Using CKAN for Research Data Management

This blog post provides examples of current uses of CKAN for RDM and an overview of a CKAN pilot that has started within the University of St Andrews.

University of St Andrews CKAN pilot

The CKAN pilot with in the University started as part of an extension to the JISC-funded Cerif for Datasets (C4D) project and is currently continued with existing University resources. At the outset of the project the Open Knowledge Foundation provided a vanilla install of CKAN 2.1 to allow for an initial evaluation of the software.

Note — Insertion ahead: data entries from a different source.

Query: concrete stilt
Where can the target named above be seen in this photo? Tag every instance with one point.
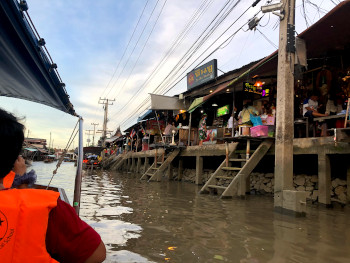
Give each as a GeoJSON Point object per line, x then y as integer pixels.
{"type": "Point", "coordinates": [180, 169]}
{"type": "Point", "coordinates": [128, 167]}
{"type": "Point", "coordinates": [285, 108]}
{"type": "Point", "coordinates": [348, 183]}
{"type": "Point", "coordinates": [324, 179]}
{"type": "Point", "coordinates": [138, 166]}
{"type": "Point", "coordinates": [170, 172]}
{"type": "Point", "coordinates": [199, 169]}
{"type": "Point", "coordinates": [133, 165]}
{"type": "Point", "coordinates": [146, 164]}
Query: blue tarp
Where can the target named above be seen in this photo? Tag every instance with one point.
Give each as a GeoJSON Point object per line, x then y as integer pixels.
{"type": "Point", "coordinates": [25, 70]}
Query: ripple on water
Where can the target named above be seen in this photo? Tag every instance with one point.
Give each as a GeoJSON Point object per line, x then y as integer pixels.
{"type": "Point", "coordinates": [170, 222]}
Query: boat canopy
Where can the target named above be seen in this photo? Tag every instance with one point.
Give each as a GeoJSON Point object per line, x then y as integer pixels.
{"type": "Point", "coordinates": [26, 72]}
{"type": "Point", "coordinates": [31, 149]}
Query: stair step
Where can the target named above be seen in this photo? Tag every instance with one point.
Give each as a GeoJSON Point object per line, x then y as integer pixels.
{"type": "Point", "coordinates": [217, 186]}
{"type": "Point", "coordinates": [224, 177]}
{"type": "Point", "coordinates": [237, 160]}
{"type": "Point", "coordinates": [231, 168]}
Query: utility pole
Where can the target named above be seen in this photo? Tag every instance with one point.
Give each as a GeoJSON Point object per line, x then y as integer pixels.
{"type": "Point", "coordinates": [105, 120]}
{"type": "Point", "coordinates": [283, 198]}
{"type": "Point", "coordinates": [93, 136]}
{"type": "Point", "coordinates": [50, 143]}
{"type": "Point", "coordinates": [88, 134]}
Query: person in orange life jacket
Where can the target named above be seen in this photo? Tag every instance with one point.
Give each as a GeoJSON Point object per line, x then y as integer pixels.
{"type": "Point", "coordinates": [36, 226]}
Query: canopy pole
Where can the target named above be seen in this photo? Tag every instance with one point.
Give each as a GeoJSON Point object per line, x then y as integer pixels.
{"type": "Point", "coordinates": [77, 186]}
{"type": "Point", "coordinates": [233, 111]}
{"type": "Point", "coordinates": [189, 130]}
{"type": "Point", "coordinates": [161, 135]}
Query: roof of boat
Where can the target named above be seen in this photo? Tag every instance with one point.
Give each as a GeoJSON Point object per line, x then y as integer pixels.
{"type": "Point", "coordinates": [26, 68]}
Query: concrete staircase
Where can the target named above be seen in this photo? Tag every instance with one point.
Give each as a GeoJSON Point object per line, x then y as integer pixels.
{"type": "Point", "coordinates": [239, 184]}
{"type": "Point", "coordinates": [156, 170]}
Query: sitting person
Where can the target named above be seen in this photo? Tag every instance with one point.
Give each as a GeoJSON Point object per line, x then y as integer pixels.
{"type": "Point", "coordinates": [310, 107]}
{"type": "Point", "coordinates": [168, 129]}
{"type": "Point", "coordinates": [244, 115]}
{"type": "Point", "coordinates": [37, 226]}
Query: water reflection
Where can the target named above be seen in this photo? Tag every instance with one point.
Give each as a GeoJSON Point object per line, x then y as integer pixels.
{"type": "Point", "coordinates": [170, 222]}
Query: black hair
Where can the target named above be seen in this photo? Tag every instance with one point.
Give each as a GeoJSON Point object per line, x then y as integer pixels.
{"type": "Point", "coordinates": [12, 137]}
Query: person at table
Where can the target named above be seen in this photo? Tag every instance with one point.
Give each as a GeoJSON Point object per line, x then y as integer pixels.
{"type": "Point", "coordinates": [310, 107]}
{"type": "Point", "coordinates": [244, 115]}
{"type": "Point", "coordinates": [334, 104]}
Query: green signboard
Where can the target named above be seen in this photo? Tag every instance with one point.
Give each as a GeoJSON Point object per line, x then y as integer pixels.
{"type": "Point", "coordinates": [222, 111]}
{"type": "Point", "coordinates": [203, 74]}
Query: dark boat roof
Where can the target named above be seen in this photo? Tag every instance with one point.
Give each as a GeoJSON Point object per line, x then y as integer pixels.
{"type": "Point", "coordinates": [26, 69]}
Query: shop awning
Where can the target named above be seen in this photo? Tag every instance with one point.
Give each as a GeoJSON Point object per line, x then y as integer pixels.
{"type": "Point", "coordinates": [200, 101]}
{"type": "Point", "coordinates": [26, 72]}
{"type": "Point", "coordinates": [334, 36]}
{"type": "Point", "coordinates": [112, 139]}
{"type": "Point", "coordinates": [161, 102]}
{"type": "Point", "coordinates": [144, 116]}
{"type": "Point", "coordinates": [31, 149]}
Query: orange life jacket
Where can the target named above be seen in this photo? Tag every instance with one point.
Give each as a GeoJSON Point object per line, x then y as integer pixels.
{"type": "Point", "coordinates": [24, 215]}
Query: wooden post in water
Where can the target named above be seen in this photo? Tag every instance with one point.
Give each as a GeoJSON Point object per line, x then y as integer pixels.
{"type": "Point", "coordinates": [324, 179]}
{"type": "Point", "coordinates": [170, 172]}
{"type": "Point", "coordinates": [199, 169]}
{"type": "Point", "coordinates": [146, 165]}
{"type": "Point", "coordinates": [285, 106]}
{"type": "Point", "coordinates": [77, 185]}
{"type": "Point", "coordinates": [180, 169]}
{"type": "Point", "coordinates": [189, 130]}
{"type": "Point", "coordinates": [348, 183]}
{"type": "Point", "coordinates": [138, 165]}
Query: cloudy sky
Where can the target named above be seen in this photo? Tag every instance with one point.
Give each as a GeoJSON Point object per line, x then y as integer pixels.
{"type": "Point", "coordinates": [125, 49]}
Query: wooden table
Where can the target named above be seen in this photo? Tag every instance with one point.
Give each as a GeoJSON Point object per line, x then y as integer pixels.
{"type": "Point", "coordinates": [325, 118]}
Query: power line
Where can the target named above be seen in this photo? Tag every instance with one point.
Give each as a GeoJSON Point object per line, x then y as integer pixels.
{"type": "Point", "coordinates": [149, 18]}
{"type": "Point", "coordinates": [164, 92]}
{"type": "Point", "coordinates": [201, 39]}
{"type": "Point", "coordinates": [132, 35]}
{"type": "Point", "coordinates": [149, 35]}
{"type": "Point", "coordinates": [191, 23]}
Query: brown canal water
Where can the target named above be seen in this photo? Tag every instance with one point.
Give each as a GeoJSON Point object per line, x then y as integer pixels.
{"type": "Point", "coordinates": [170, 222]}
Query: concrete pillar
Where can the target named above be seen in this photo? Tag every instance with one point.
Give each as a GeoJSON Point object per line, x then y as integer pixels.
{"type": "Point", "coordinates": [180, 169]}
{"type": "Point", "coordinates": [324, 179]}
{"type": "Point", "coordinates": [285, 110]}
{"type": "Point", "coordinates": [199, 169]}
{"type": "Point", "coordinates": [170, 172]}
{"type": "Point", "coordinates": [133, 165]}
{"type": "Point", "coordinates": [247, 180]}
{"type": "Point", "coordinates": [146, 165]}
{"type": "Point", "coordinates": [138, 165]}
{"type": "Point", "coordinates": [129, 163]}
{"type": "Point", "coordinates": [348, 182]}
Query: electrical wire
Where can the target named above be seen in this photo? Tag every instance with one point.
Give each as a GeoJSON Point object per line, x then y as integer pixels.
{"type": "Point", "coordinates": [173, 85]}
{"type": "Point", "coordinates": [267, 39]}
{"type": "Point", "coordinates": [132, 52]}
{"type": "Point", "coordinates": [167, 88]}
{"type": "Point", "coordinates": [197, 40]}
{"type": "Point", "coordinates": [126, 48]}
{"type": "Point", "coordinates": [149, 35]}
{"type": "Point", "coordinates": [191, 23]}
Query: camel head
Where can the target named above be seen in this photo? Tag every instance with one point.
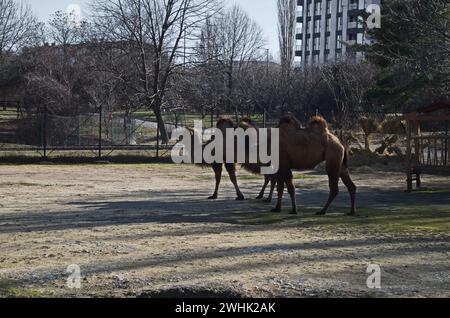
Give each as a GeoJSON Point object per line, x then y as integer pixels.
{"type": "Point", "coordinates": [318, 123]}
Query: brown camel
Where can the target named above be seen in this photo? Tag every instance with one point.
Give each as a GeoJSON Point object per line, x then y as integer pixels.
{"type": "Point", "coordinates": [302, 149]}
{"type": "Point", "coordinates": [272, 179]}
{"type": "Point", "coordinates": [246, 123]}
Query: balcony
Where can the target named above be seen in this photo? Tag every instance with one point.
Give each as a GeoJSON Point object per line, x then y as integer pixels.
{"type": "Point", "coordinates": [353, 25]}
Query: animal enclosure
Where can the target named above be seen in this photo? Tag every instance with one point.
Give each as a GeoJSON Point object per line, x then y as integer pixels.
{"type": "Point", "coordinates": [428, 150]}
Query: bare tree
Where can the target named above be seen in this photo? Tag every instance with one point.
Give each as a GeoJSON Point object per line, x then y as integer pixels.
{"type": "Point", "coordinates": [18, 26]}
{"type": "Point", "coordinates": [156, 30]}
{"type": "Point", "coordinates": [231, 42]}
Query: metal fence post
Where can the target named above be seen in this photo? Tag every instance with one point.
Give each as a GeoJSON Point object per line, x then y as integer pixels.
{"type": "Point", "coordinates": [100, 133]}
{"type": "Point", "coordinates": [157, 137]}
{"type": "Point", "coordinates": [264, 118]}
{"type": "Point", "coordinates": [44, 133]}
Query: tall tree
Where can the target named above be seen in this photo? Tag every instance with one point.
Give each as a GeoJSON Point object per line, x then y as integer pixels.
{"type": "Point", "coordinates": [286, 32]}
{"type": "Point", "coordinates": [413, 48]}
{"type": "Point", "coordinates": [157, 30]}
{"type": "Point", "coordinates": [233, 42]}
{"type": "Point", "coordinates": [18, 26]}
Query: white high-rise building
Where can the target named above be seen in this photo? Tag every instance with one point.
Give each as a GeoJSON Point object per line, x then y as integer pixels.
{"type": "Point", "coordinates": [326, 27]}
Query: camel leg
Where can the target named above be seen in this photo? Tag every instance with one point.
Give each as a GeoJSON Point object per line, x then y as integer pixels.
{"type": "Point", "coordinates": [345, 176]}
{"type": "Point", "coordinates": [273, 184]}
{"type": "Point", "coordinates": [231, 168]}
{"type": "Point", "coordinates": [280, 187]}
{"type": "Point", "coordinates": [289, 179]}
{"type": "Point", "coordinates": [217, 167]}
{"type": "Point", "coordinates": [333, 175]}
{"type": "Point", "coordinates": [263, 190]}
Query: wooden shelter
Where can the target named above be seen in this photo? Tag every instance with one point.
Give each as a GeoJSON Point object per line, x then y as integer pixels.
{"type": "Point", "coordinates": [428, 149]}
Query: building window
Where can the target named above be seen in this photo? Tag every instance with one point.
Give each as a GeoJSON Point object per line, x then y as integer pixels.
{"type": "Point", "coordinates": [360, 39]}
{"type": "Point", "coordinates": [353, 5]}
{"type": "Point", "coordinates": [317, 26]}
{"type": "Point", "coordinates": [353, 22]}
{"type": "Point", "coordinates": [316, 59]}
{"type": "Point", "coordinates": [318, 8]}
{"type": "Point", "coordinates": [316, 44]}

The initial goal of the pilot project is to investigate the functionality offered by CKAN with a view to potential integration within our local RDM infrastructure, in particular with our existing Pure CRIS which is based on the CERIF metadata standard. The expectation is that Pure will be developed as our research data catalogue, linking through to research datasets stored externally or locally. Thus, unlike many of the other projects we have heard of so far our particular interest is with using CKAN as a research data repository, rather than as a data catalogue. We are keen to find out whether it is possible to run preservation tools on data that is stored in CKAN and thus to implement basic digital preservation workflows. We are also interested in determining how straightforward or otherwise it is to develop customised metadata fields and interoperability with our Pure CRIS using CERIF-XML.

We will be publishing periodic updates of our CKAN pilot in this space and are keen to hear from others who are also working at implementing CKAN for RDM. To get in touch, please leave a comment or email research-computing [AT] st-andrews.ac.uk.

Background of the St Andrews CKAN pilot

In February 2013 the JISC-funded projects Orbital and data.bris organised a workshop on their specific uses of CKAN as part of their respective institutional RDM infrastructure. The workshop culminated in a requirements-gathering exercise during which representatives from the different organisations fed back their expectations on CKAN, if it was to form part of their institutional RDM solution. Requirements identified by the University of St Andrews and fed back into this exercise can be found in a separate blog post.

In February the Universities of Lincoln and Bristol appeared to be the only universities within the UK who had been working at CKAN with a view to implementing it as part of their institutional RDM infrastructures. Since then CKAN appears to have become of greater interest, and a recent request sent to the CKAN for Research Data Management mailing list returned the following results:

  • CKAN has already been implemented at the University of Newcastle, the University for the Creative Arts / VADS, the University of Linclon, the University of Bristol, the University of Oxford and the AHRC / EPSRC-funded DART project.
  • In addition to St Andrews Cardiff University is in the early stages of implementing CKAN on a pilot basis. The Marine Research Monitoring group in Western Australia is also in the process of implementing CKAN for research data.
  • The University of Leicester is considering a trial of CKAN.

Use cases

The first four use cases were implemented by projects that received funding under the JISC Managing Research Data Programme. The University of Oxford was the only University within the UK that responded and that has made progress in experimenting with CKAN outside a publicly funded project.  Current activities at developing CKAN for RDM centre around two main forms of implementation:

  • Using the full CKAN package: (1), (4), (5), (6), and (7)
  • Using CKAN as data catalogue: (2), (3), and (4)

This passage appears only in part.